SOUNDTRACK: JOYCE DiDONATO-Tiny Desk Concert #932 (January 15, 2020).

I was sure that Joyce DiDonato had performed a Tiny Desk Concert before, but I actually knew her from a gorgeous NPR Field Recording from 2015.

the last time we filmed the down-to-earth diva, she insisted on singing an opera aria at the Stonewall Inn, the iconic gay tavern in Greenwich Village.

DiDonato is an opera singer and her voice is amazing–she can soar and growl and everything in between.  But this Tiny Desk is not what you’d expect.  For although DiDonato sings in her beautiful operatic voice, the music the band is playing is anything but.

When opera star Joyce DiDonato told us she wanted to sing centuries-old Italian love songs at the Tiny Desk we weren’t surprised. But when she said she was bringing a jazz band to back her up, we did a double take. But that’s Joyce, always taking risks.  On paper, the idea of jazzing up old classical songs seems iffy. At the least it could come across as mannered and at worst, an anachronistic muddle. But DiDonato somehow makes it all sound indispensable, with her blend of rigor, wit and a sense of spontaneity.

The first song is by Alessandro Parisotti.  “Se tu m’ami” sets the stage for what this show is going to be like.  Gorgeous jazz with DiDonato’s impressive voice.

The musical formula for these unorthodox arrangements makes room for typical jazz solos while DiDonato molds her phrases to the flexible rhythms and inserts old-school trills and flamboyant roulades.

A cool trumpet solo from Charlie Porter takes a cool trumpet solo while DiDonato admires his skill.

After three minutes they segue seamlessly into Salvator Rosa’s “Star vicino.”  This one features a piano solo from Craig Terry which he begins with a line from “Twinkle Twinkle Little Star.”  The song also features a muted trumpet solo with a few drum breaks for Jason Haaheim

My favorite moment in the set comes just before 6 minutes where she sings a beautiful lilting melody and then hits a growly note that I was sure was the trumpet until Porter played the same note on his muted trumpet.  It was very cool and kind funny.  Especially when she says

there’s no soprano in the world who could get away with that

Less than a minute later she runs through her enormous vocal range from low to very high to soaring.  It’s amazing.

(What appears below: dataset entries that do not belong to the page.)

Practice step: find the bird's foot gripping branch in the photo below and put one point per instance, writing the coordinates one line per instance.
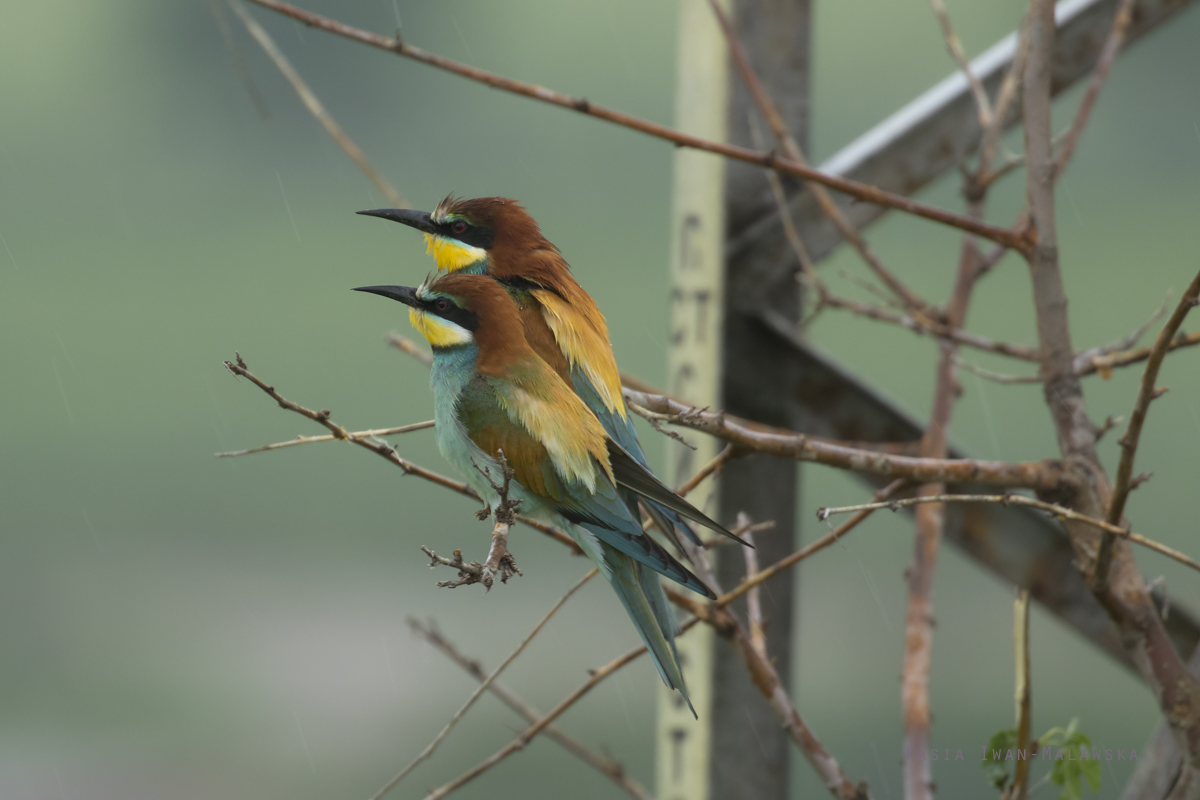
(499, 564)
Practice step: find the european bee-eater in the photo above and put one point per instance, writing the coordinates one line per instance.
(493, 392)
(497, 236)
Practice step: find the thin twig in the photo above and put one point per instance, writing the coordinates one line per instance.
(1146, 394)
(1019, 789)
(789, 561)
(483, 687)
(1005, 98)
(960, 58)
(995, 377)
(528, 734)
(1059, 511)
(754, 599)
(239, 367)
(239, 64)
(789, 444)
(330, 437)
(792, 149)
(766, 679)
(1107, 364)
(1103, 64)
(316, 108)
(1126, 341)
(925, 326)
(612, 769)
(727, 453)
(1101, 365)
(769, 160)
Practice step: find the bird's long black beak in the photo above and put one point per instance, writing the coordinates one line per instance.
(406, 295)
(419, 220)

She says that in the classical world, the standard is perfection–rarely achieved.  Young singers try so hard to get it perfect that they lose the “grease” as the jazz players say.  So this project was designed to put the swing back in these old love songs.

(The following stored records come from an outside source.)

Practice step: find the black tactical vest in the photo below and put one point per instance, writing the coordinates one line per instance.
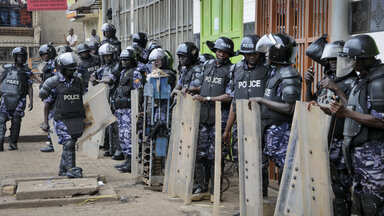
(88, 66)
(270, 93)
(69, 102)
(250, 83)
(122, 97)
(14, 86)
(214, 83)
(371, 85)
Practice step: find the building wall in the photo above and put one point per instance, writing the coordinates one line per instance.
(54, 25)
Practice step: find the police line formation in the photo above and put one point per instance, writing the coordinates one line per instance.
(265, 75)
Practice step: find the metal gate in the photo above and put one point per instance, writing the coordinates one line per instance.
(305, 20)
(168, 21)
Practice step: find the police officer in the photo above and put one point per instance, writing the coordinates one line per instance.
(64, 92)
(189, 66)
(88, 63)
(249, 79)
(130, 79)
(109, 73)
(283, 88)
(48, 54)
(363, 144)
(328, 86)
(109, 32)
(16, 83)
(215, 87)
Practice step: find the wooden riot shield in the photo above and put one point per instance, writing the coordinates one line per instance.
(183, 142)
(134, 132)
(249, 144)
(305, 187)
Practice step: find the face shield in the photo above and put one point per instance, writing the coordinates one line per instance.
(344, 66)
(265, 42)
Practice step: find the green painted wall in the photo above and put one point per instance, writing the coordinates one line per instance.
(221, 18)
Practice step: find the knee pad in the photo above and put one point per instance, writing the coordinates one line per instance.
(371, 204)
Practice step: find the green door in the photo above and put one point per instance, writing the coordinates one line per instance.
(221, 18)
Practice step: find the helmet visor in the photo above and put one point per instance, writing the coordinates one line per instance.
(344, 66)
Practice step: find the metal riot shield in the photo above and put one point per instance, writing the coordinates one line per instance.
(305, 187)
(249, 144)
(183, 146)
(134, 133)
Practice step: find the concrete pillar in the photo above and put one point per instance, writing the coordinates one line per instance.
(339, 20)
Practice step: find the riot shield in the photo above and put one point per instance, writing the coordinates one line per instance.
(249, 144)
(305, 187)
(183, 146)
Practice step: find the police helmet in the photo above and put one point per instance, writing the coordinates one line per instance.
(205, 57)
(83, 48)
(107, 49)
(128, 54)
(48, 49)
(223, 43)
(107, 27)
(248, 44)
(282, 48)
(140, 38)
(189, 50)
(68, 61)
(360, 46)
(19, 51)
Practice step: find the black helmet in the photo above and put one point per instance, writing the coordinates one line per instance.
(140, 38)
(165, 57)
(189, 50)
(360, 46)
(205, 57)
(93, 45)
(48, 49)
(153, 45)
(223, 43)
(282, 48)
(19, 51)
(107, 49)
(106, 27)
(83, 48)
(67, 61)
(248, 44)
(332, 50)
(128, 54)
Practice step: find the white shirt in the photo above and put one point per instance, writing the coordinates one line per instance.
(72, 39)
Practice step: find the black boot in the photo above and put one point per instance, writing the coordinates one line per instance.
(127, 167)
(49, 148)
(265, 181)
(15, 132)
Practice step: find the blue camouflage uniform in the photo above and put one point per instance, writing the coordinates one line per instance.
(124, 117)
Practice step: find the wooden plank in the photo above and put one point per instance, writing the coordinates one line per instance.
(249, 144)
(306, 188)
(134, 133)
(216, 204)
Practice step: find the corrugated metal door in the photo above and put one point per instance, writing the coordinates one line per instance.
(221, 18)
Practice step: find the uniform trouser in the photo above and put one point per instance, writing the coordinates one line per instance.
(368, 178)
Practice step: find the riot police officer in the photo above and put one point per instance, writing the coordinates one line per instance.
(64, 92)
(48, 54)
(189, 66)
(249, 79)
(88, 64)
(130, 79)
(215, 87)
(283, 88)
(109, 73)
(331, 85)
(363, 144)
(109, 32)
(16, 83)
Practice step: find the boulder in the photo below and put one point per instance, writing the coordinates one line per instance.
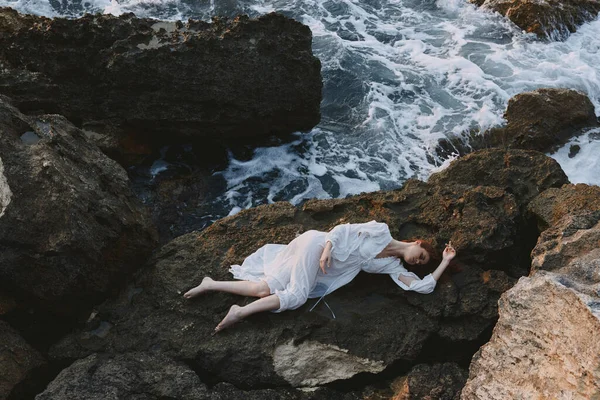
(544, 119)
(153, 376)
(555, 203)
(70, 228)
(545, 344)
(137, 375)
(548, 19)
(376, 326)
(137, 84)
(17, 359)
(523, 173)
(428, 382)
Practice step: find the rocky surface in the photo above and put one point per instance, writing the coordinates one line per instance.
(555, 203)
(137, 84)
(429, 382)
(70, 228)
(545, 343)
(509, 170)
(548, 19)
(544, 119)
(17, 359)
(377, 324)
(152, 376)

The third song she says is by anonymous, but it is credited to Giuseppe Torelli. “Tu lo sai” is a love song that says, “you have no idea how much I love you.  No matter how much you scorn me, I still love you,”  She says they giving this the Chet Baker treatment.  I’m not exactly sure what that means, but there is some wonderful trumpet work in this song.

It has a slow opening with piano and voice.  The other instruments slowly come in and there is a wonderful moment during Porter’s trumpet solo where she picks up the note from him and runs with it.

Bassist Chuck Israels (who has played with everyone from Billie Holiday to the Kronos Quartet) never solos but he keeps the whole enterprise running perfectly.

For the final song Francesco Conti’s “Quella fiamma” they bring out Antoine Plante on the bandoneon.  She says, “Yea we’re going to South America in a minute.”

Porter uses a different kind of mute which creates a unique sound.  Then the bandoneon comes in and the South American flair is complete.  There’s an incredible moment at the end of the song where Joyce just trills away–showcasing so much of what she can do.

As the blurb says, despite how great the band is

the star of the show is the continually amazing DiDonato, whose voice is certainly one of the great wonders of her generation. The flexibility of the instrument, the colors she conjures and her fine-tuned dynamic range are a few of the reasons she’s still at the peak of her powers. She looks and sounds like she’s having the time of her life.

I see that she sings in Princeton pretty often.  Next time she;s in town I will make sure to check her out.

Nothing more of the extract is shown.